Friday, January 13, 2023

WHEN YOU DON'T DEFINE YOUR PARTY, THE OTHER PARTY WILL DEFINE IT FOR YOU

At Talking Points Memo, David Kurtz writes:
Why The Double Standard?

The appointment of Robert Hur as special counsel to investigate the Biden classified documents matter is another example of the extreme imbalance between Democrats and Republicans in the politics of national security and law enforcement.

... Every FBI director in history has been a Republican. Republican presidents nominate Republican FBI directors, and Democratic presidents nominate Republican FBI directors.

Now Attorney General Merrick Garland has appointed as special counsel a man whose resume screams conservative legal movement: clerk to former Supreme Court Chief Justice William Rehnquist, worked as an assistant to Chris Wray in the George W. Bush Justice Department, served as an official in the Trump Justice Department before being appointed by Trump as Maryland’s U.S. attorney. The main man running around yesterday vouching for Hur was former Deputy Attorney General Rod Rosenstein, whom Hur served under as liaison to Special Counsel Robert Mueller.

... It’s just fascinating that Democrats operate under such stringent constraints – imposed by themselves and by the political environment – while Republicans do not.
This is part of a larger problem Democrats have had for decades: they don't work very hard at cultivating a positive image of their own party or a negative image of the Republican Party.

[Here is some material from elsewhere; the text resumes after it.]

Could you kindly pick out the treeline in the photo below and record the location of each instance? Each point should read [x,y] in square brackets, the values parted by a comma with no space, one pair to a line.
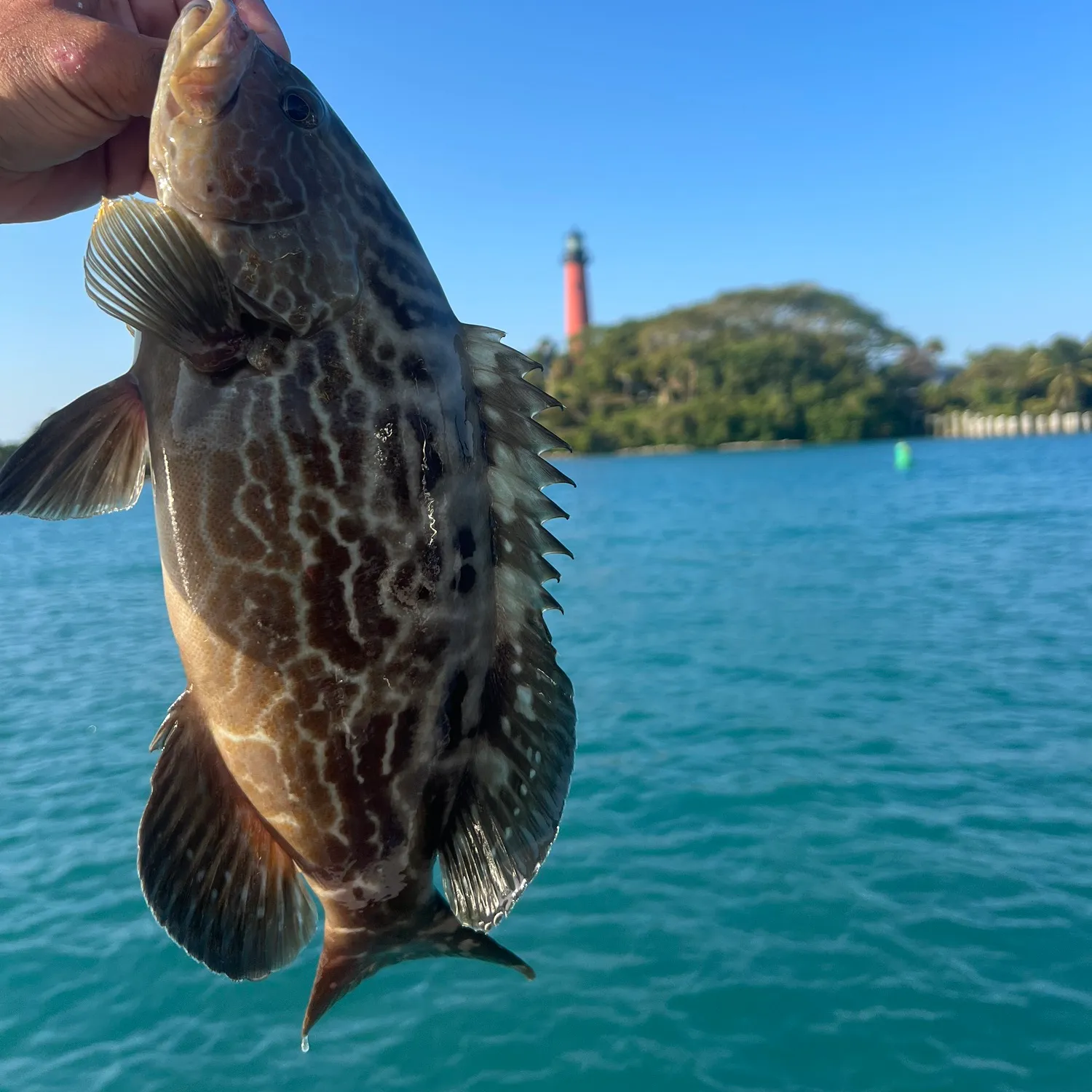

Republicans put much more effort into defining themselves, and they're relentless in their efforts to define Democrats. As a result, much of America still sees Democrats as the party of America-hating, cop-bashing 1968 hippies more than half a century after that year's Chicago convention. Democrats sometimes give Republicans ammunition -- the slogan "Defund the Police" wasn't helpful -- but the sense that Republicans embrace (law and) order while Democrats embrace (lawlessness and) chaos persists even at a time when Republicans are praising lawbreakers and bashing the police and military. January 6 cop-beaters are Republican heroes. The GOP denounces the military as "woke." House Republicans intend to use a committee on "the weaponization of government" as an excuse to undermine the Justice Department. Yet it's still the case, as Kurtz notes, that only Republicans are seen as straight arrows worthy of high-profile law enforcement jobs.

Democrats are the party that doesn't want to smash all institutions; Republicans are the party that does. Democrats need to say this as often as possible. They need to build a new narrative that might be persuasive to at least some swing voters, and might become a story that rank-and-file Democrats can tell.

Democrats have done a small amount of the work of self-definition: People know the party believes in reproductive rights, in LGBTQ rights, and in the rights of non-white people. They know the party is against Donald Trump and "MAGA." But that's as far as it goes. The Republican portrayal of Democrats is much richer: Democrats, the GOP says, are not just lawless America-haters but tree-hugging effeminate elitist spendthrifts who hate Jesus and guns and big trucks and country music. Democrats need a story as fleshed out as that, and they need to tell it until centrist Americans stop believing the GOP's story.